Once you can see this, you can find the same pattern on any DSE stock chart.

How to Find Support and Resistance on Any DSE Chart

Three methods work, and all of them are free.

Visual horizontal levels. Pull up a daily chart on AmarStock, StockBangladesh, or TradingView (symbol DSEBD:DSEX) and draw horizontal lines connecting the obvious highs and lows from the past three to six months. The clusters reveal themselves.

Moving averages. The 50-day and 200-day moving averages act as dynamic support and resistance. When price trades above a moving average, the line tends to cushion pullbacks. When price falls below, the same line caps rallies. Investing.com publishes these values for the DSEX directly. For applying the method to specific stocks, see our guide on moving averages on DSE stocks.

Pivot points. Calculated from the prior session’s high, low, and close. They project intraday support and resistance — useful when reading the DSE trading board during a session.

Knowing where the levels are is half the work. Knowing what happens when they break is the other half.

Role Reversal — The 5,200 Story Tells You Everything

Levels do not stay levels forever. When support breaks, it often turns into resistance. When resistance breaks, it often turns into support. The 5,200 level on the DSEX has been switching roles for eighteen months.

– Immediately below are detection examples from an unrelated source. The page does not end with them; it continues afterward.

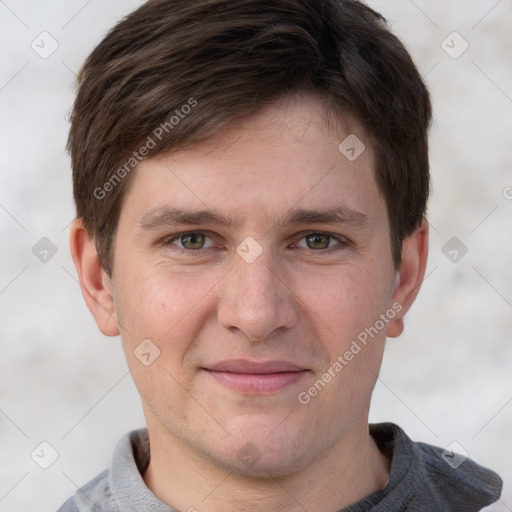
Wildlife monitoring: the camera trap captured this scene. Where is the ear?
[69,219,119,336]
[387,218,428,338]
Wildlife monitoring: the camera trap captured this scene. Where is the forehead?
[121,95,384,228]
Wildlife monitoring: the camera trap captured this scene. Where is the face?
[108,96,400,475]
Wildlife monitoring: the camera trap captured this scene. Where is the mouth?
[202,359,309,394]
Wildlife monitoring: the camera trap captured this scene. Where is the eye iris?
[181,233,205,249]
[306,233,331,249]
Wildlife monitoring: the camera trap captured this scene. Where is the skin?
[71,95,428,512]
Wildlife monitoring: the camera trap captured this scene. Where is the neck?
[143,416,389,512]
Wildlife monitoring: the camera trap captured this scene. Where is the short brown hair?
[67,0,432,275]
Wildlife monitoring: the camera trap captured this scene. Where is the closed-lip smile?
[203,359,309,394]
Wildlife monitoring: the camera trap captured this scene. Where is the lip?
[203,359,309,394]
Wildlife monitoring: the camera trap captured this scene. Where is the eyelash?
[163,231,350,256]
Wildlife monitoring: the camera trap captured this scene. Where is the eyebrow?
[139,206,369,231]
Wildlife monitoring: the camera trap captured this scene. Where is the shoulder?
[58,429,149,512]
[57,469,118,512]
[370,423,502,512]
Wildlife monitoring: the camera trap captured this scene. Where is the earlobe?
[387,219,428,338]
[69,219,119,336]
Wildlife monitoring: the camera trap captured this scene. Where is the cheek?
[297,265,390,349]
[115,265,219,359]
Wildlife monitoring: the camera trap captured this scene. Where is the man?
[61,0,501,512]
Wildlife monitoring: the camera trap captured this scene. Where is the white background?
[0,0,512,512]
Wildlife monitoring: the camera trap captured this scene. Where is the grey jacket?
[58,423,502,512]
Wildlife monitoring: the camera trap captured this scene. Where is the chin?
[210,415,314,478]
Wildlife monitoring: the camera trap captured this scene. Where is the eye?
[294,233,346,251]
[166,231,215,251]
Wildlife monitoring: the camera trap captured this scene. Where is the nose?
[217,250,298,342]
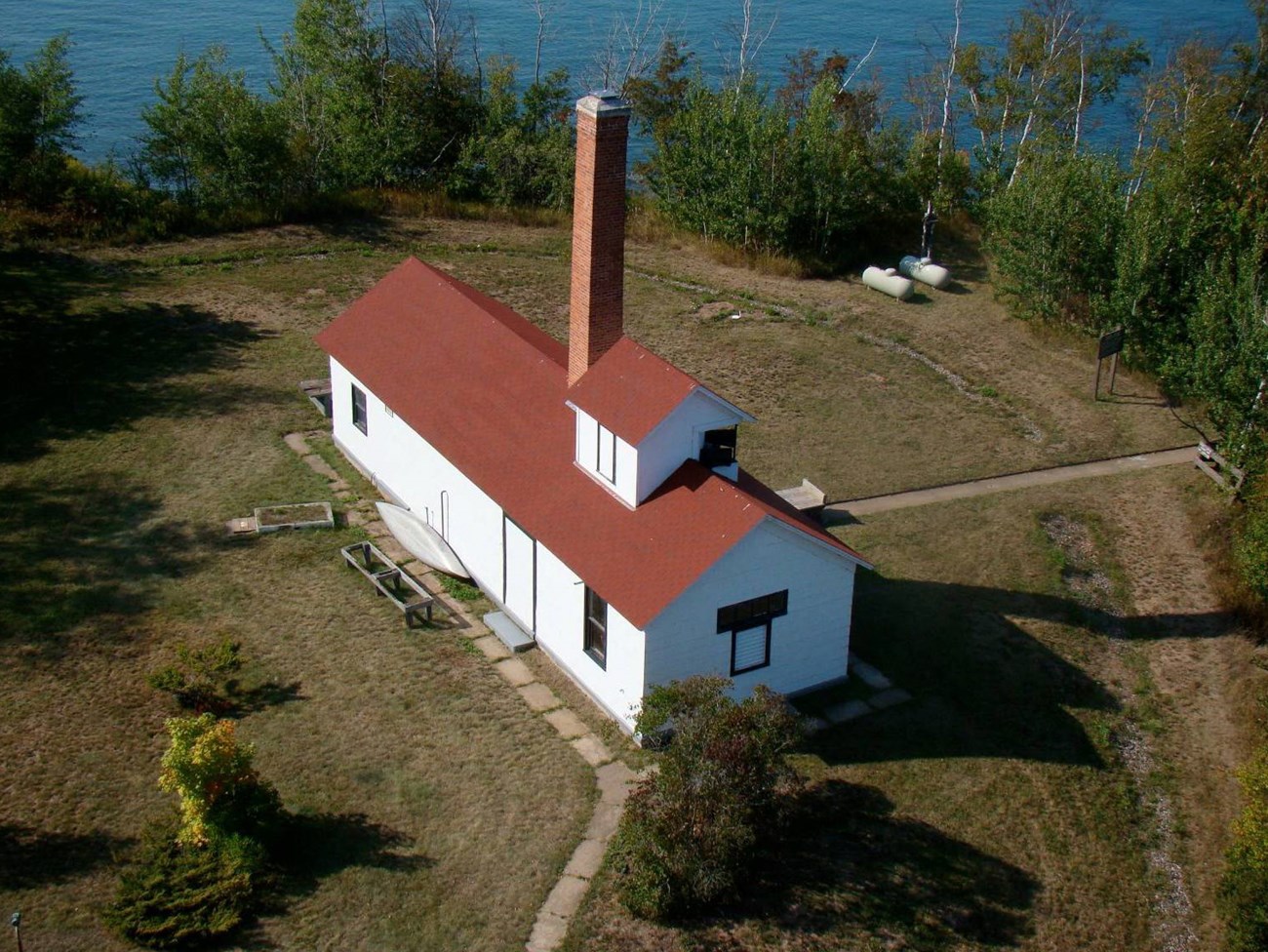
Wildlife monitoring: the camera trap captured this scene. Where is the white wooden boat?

In November 2024, the index fell below 5,200 — the level that had supported it for most of the year. It then spent months trading below, with 5,200 capping every rally attempt. In July 2025, the DSEX broke past 5,200 on turnover that hit an eight-month high, and 5,200 flipped back to support. Then in October 2025, it broke again. The same number, three different roles, in twelve months.

This is why understanding volatility on the DSE matters more than memorising current levels. The number does not matter. The behaviour at the number does.

What the Tightening Range Suggests Next

The DSEX has been compressing inside 5,200 to 5,300 for most of April, and the daily ranges have narrowed in the second half of the month. Turnover has crept up near resistance — Tk 8.8 billion on April 23, Tk 10.6 billion the day before. Volume building at a level usually precedes a decisive move. The market is loading the spring.

A confirmed breakout above 5,300 — meaning a daily close clearly above the zone with above-average turnover — would flip resistance into support and open the path to the year’s earlier highs. A confirmed breakdown below 5,200 would do the opposite, and the next support sits well below current levels. A failed breakout in either direction would extend the range. Plan for all three. Risk management means knowing in advance which scenario invalidates your view.

You now have a framework that works on the DSEX, on any DSE stock category, and on any chart you open tomorrow. The 5,200 and 5,300 numbers will eventually become history. The method will not.

This article is for educational purposes only and is not investment advice. Past price patterns do not guarantee future results. Consult a licensed financial advisor before making investment decisions.